The use of low atomic number liquid metals has been shown to have the potential to solve many of the prevalent problems like erosion and radiation losses associated with the interaction of fusion plasma with the plasma facing component (PFC) structures in tokamaks. Since the first evidence of lithium increasing plasma performance in TFTR [1], the benefits of using lithium in fusion environments have been seen in many devices, including CDX-U [2], NSTX [3], LTX [4], and DIII-D [5]. While both fast flow and slow flow concepts have been studied with regards to liquid lithium first wall alternatives, this report will focus on efforts placed on fast flow research and will mainly focus on advancements in the LiMIT device that help to eliminate concerns over the broad use of liquid lithium. Due to the promising TFTR results along with results obtained at the University of Illinois at Urbana-Champaign [6], suitably designed trench structures holding liquid lithium could be an appropriate fast flow candidate for PFC modules in future fusion devices. There are four potential shortcomings of this approach: (1) Droplet ejection, (2) Wetting control, (3) Tritium retention, and (4) Limited heat flux handling. Droplet ejection is discussed in a companion publication [7], while this paper addresses the topics of wetting control and heat flux handling. Limitations in wetting and prevention of lithium creep (i.e. getting and keeping the lithium only where it should be) have been solved by laser-texturing the base material with extreme short laser pulses (pico – femto second) of high power (several 10s of W).
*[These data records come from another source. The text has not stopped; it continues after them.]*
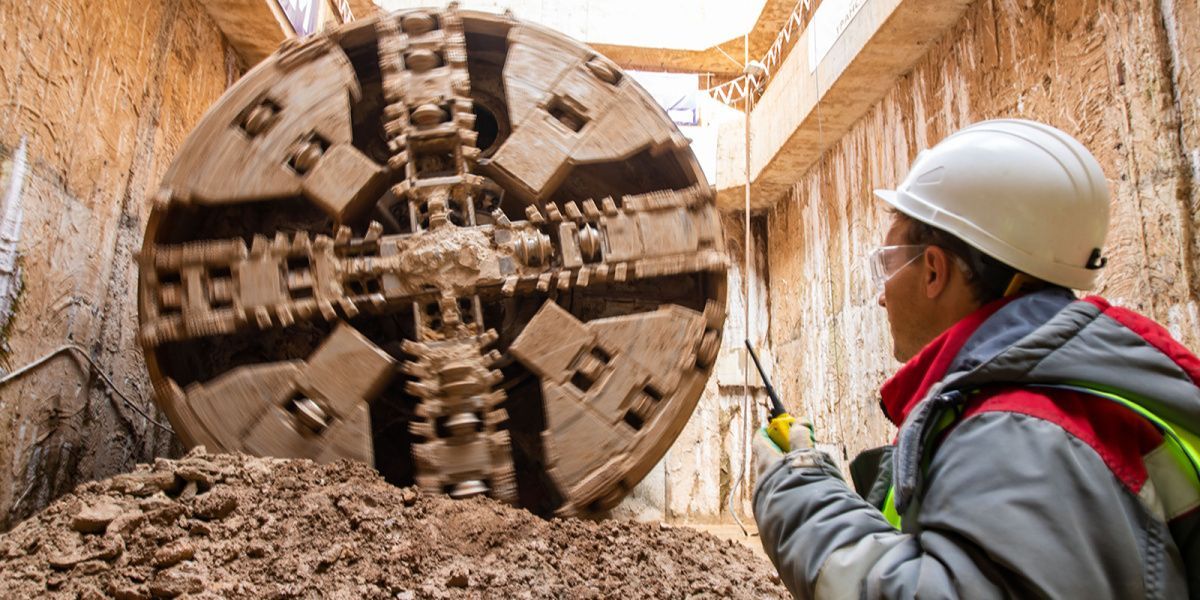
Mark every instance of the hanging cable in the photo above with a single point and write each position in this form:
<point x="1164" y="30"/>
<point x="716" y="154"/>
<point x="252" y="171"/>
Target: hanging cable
<point x="745" y="305"/>
<point x="95" y="367"/>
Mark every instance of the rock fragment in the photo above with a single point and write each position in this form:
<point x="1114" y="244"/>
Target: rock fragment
<point x="173" y="553"/>
<point x="215" y="504"/>
<point x="95" y="517"/>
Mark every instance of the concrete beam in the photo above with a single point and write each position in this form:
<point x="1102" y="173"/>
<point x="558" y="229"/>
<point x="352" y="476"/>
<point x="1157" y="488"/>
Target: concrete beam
<point x="695" y="42"/>
<point x="879" y="45"/>
<point x="256" y="28"/>
<point x="713" y="60"/>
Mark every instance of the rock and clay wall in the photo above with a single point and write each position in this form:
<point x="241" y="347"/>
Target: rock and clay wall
<point x="1119" y="77"/>
<point x="101" y="95"/>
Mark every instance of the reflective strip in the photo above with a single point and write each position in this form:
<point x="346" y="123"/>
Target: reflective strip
<point x="1183" y="447"/>
<point x="889" y="508"/>
<point x="1174" y="467"/>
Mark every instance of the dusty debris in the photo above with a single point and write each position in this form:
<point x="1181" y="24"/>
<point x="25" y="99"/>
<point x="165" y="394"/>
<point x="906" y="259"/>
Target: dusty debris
<point x="295" y="528"/>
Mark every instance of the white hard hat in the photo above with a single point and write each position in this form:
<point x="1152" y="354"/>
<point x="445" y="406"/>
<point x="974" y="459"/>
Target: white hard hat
<point x="1023" y="192"/>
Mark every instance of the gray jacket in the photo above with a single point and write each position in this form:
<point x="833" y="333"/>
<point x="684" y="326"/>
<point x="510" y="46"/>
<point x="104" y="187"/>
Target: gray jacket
<point x="1033" y="492"/>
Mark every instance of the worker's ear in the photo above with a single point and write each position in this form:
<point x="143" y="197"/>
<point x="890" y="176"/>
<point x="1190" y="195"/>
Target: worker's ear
<point x="937" y="271"/>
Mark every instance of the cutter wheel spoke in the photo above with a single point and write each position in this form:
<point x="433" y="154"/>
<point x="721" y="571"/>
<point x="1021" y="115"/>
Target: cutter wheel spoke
<point x="466" y="250"/>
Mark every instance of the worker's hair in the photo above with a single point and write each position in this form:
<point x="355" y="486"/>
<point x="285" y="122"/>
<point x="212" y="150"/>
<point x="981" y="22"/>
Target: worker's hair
<point x="987" y="276"/>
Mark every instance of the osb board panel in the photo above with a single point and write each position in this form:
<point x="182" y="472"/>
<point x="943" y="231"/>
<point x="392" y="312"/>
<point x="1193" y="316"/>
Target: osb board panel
<point x="103" y="93"/>
<point x="1101" y="72"/>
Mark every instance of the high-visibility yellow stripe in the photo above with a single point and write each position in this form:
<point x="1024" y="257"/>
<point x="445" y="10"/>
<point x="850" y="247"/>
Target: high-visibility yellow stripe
<point x="1182" y="444"/>
<point x="889" y="508"/>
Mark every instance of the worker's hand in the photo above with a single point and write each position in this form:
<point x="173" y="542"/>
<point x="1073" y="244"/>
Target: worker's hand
<point x="790" y="433"/>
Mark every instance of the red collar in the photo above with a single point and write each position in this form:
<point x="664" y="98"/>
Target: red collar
<point x="910" y="384"/>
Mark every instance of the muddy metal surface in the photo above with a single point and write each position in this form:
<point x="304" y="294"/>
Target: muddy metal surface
<point x="233" y="526"/>
<point x="460" y="247"/>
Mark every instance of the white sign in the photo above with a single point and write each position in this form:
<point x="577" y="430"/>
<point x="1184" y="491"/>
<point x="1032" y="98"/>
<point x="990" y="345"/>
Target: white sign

Micro- and nano-structuring results indicate that the textured substrates displayed significant change in their wetting properties, increasing the temperature needed to wet from 310 °C to 390 °C. Lastly, initial designs for the Lithium Metal Infused Trenches (LiMIT) [6] showed dryout above 3 MW/m2, but new designs of the trench shaping show potential to be able to handle up to 10MW/m2. Dryout is accompanied by lithium evaporation which is shown to mitigate the incident heat flux, which may be viewed as beneficial [8]. The advances shown here will increase the viability of the LiMIT system in large-scale testing, and allow for extensive design iteration to begin tackling the large powers and heat fluxes present in reactor-relevant systems.